3) If i was a magic genie and could create you your dream job, what would it be?
This is a great question if you can’t quite peg down what the candidate is a fit for, or if you’re having trouble identifying whether the role is a good fit for a candidate. This question can also help to accurately ‘pipeline’ a candidate for future roles.

4) What’s your understanding of this position?
A good level-setter. During an interview I like to ensure that the candidate has an accurate understanding of the role that they are interviewing for, and this question should reveal any discrepancies or misunderstandings. Once they’ve answered this question, I’ll usually ask the hiring manager to explain the role in their own words and to cover off any discrepancies that have been revealed.

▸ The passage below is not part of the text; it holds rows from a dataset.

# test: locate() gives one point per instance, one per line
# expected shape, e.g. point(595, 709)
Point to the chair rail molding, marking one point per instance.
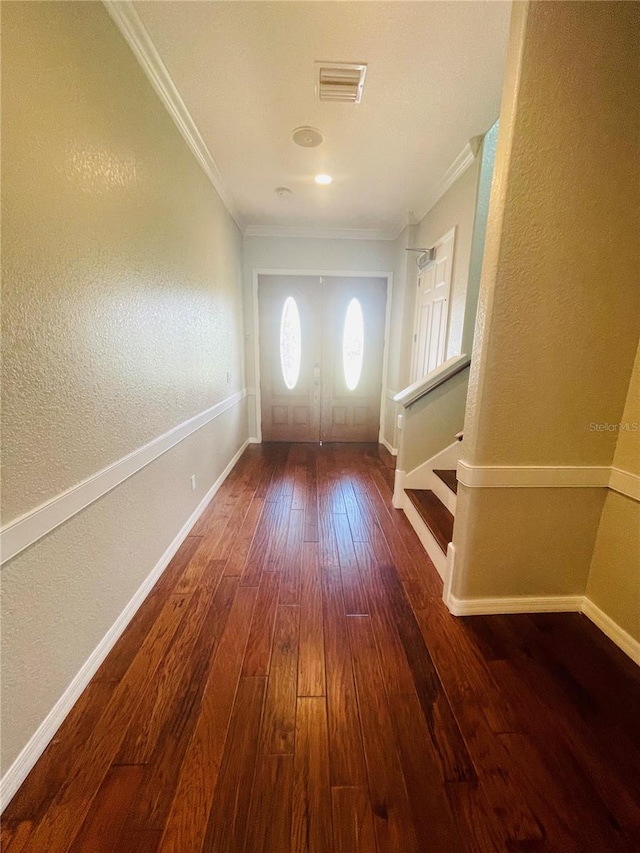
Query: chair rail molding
point(38, 522)
point(548, 477)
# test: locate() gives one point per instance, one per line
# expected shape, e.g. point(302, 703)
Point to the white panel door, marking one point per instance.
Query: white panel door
point(432, 310)
point(330, 390)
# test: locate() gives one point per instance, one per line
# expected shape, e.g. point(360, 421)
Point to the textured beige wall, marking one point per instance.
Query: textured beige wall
point(560, 302)
point(61, 596)
point(123, 314)
point(559, 305)
point(535, 542)
point(614, 580)
point(121, 267)
point(627, 455)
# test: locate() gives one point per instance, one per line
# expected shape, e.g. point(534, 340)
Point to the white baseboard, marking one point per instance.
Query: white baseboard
point(392, 450)
point(544, 604)
point(616, 634)
point(435, 552)
point(398, 489)
point(515, 604)
point(22, 766)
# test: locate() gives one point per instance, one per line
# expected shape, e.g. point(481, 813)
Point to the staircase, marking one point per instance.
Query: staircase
point(429, 502)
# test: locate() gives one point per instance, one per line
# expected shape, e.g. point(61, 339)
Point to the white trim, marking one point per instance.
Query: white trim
point(39, 741)
point(532, 476)
point(421, 476)
point(548, 477)
point(449, 574)
point(426, 537)
point(459, 166)
point(319, 233)
point(398, 489)
point(542, 604)
point(440, 489)
point(515, 604)
point(127, 20)
point(625, 483)
point(33, 525)
point(256, 272)
point(438, 376)
point(616, 634)
point(392, 450)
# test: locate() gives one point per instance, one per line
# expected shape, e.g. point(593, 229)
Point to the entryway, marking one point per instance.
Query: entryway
point(321, 357)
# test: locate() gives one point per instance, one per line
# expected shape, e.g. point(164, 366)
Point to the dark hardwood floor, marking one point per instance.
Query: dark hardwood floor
point(295, 683)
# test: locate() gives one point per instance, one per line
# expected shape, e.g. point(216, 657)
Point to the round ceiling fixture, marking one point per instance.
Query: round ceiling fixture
point(307, 137)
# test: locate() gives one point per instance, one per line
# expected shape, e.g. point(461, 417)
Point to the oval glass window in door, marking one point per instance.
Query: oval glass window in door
point(353, 344)
point(290, 343)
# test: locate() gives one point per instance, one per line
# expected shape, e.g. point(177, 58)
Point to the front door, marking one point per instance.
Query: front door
point(321, 349)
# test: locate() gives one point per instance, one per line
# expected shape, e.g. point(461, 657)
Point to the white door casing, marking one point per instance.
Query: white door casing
point(431, 320)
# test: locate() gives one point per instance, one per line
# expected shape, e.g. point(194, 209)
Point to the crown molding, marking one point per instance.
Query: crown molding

5) What are some of your key strengths as they relate to this position?
Most candidates will have a premeditated response to this popular question so I like to take it one step further by asking them to relate their strengths to the specific role they are interviewing for.

6) What do you love/hate about your current job?
This question can reveal a lot about the candidate’s personality, likes and dislikes and will help you to assess whether the role is really going to be an enjoyable and long-term fit for them.

7) What do you like to do for fun in your spare time?
It’s important to gain a complete understanding of the candidate and that includes their personality and interests outside of a professional work environment. This will help with culture fit assessment and will usually reveal interesting facts about a candidate that will keep the tone of the interview light and conversational.

8)Tell me about your long-term careers goals and how you feel this position fits into them.
Evaluating long-term fit is critical and this question will help you do this. I like to hear how the candidate feels about the long term fit, while I’ll also be making my own assessment.

9) Tell me about a single [project / task / event / product ] that you were involved in from start to finish that that you’re particularly proud of.
Taking a page out of Lou Adler’s book, this is a fantastic question that will reveal a lot about the candidate, and will create many opportunities for follow-up probing questions and conversations.

10) Tell me about your favourite manager and what about them made them so great?
Recruiters also need to evaluate whether the candidate is a good fit for the management style and personality of the hiring manager. This question will give you insight into this area and will help you make comparisons to evaluate a good overall team fit.

11) What concerns do you have about this opportunity?
This questions allows you to uncover, discuss and overcome any ‘red flags’ that the candidate could have about the role. It can also reveal any discrepancies or misunderstandings that the candidate may have. The quicker you can identify these, the more time you will have to overcome their objections and clear up any misunderstandings.

12) Compensation aside, why do you want this job?
Another page out of Lou Adler’s book, I’ll often ask this question during the offer stage to reduce the focus on salary and remind the candidate of the non-monetary reasons of why they should accept the position.


Asking good interview questions doesn’t need to be complicated or fancy. By keeping it simple and asking intelligent open-ended questions at the right time, a recruiter can easily gain a deep and broad understanding of a candidate to be able to make insightful and accurate assessments of their long term fit in a position and within an organisation.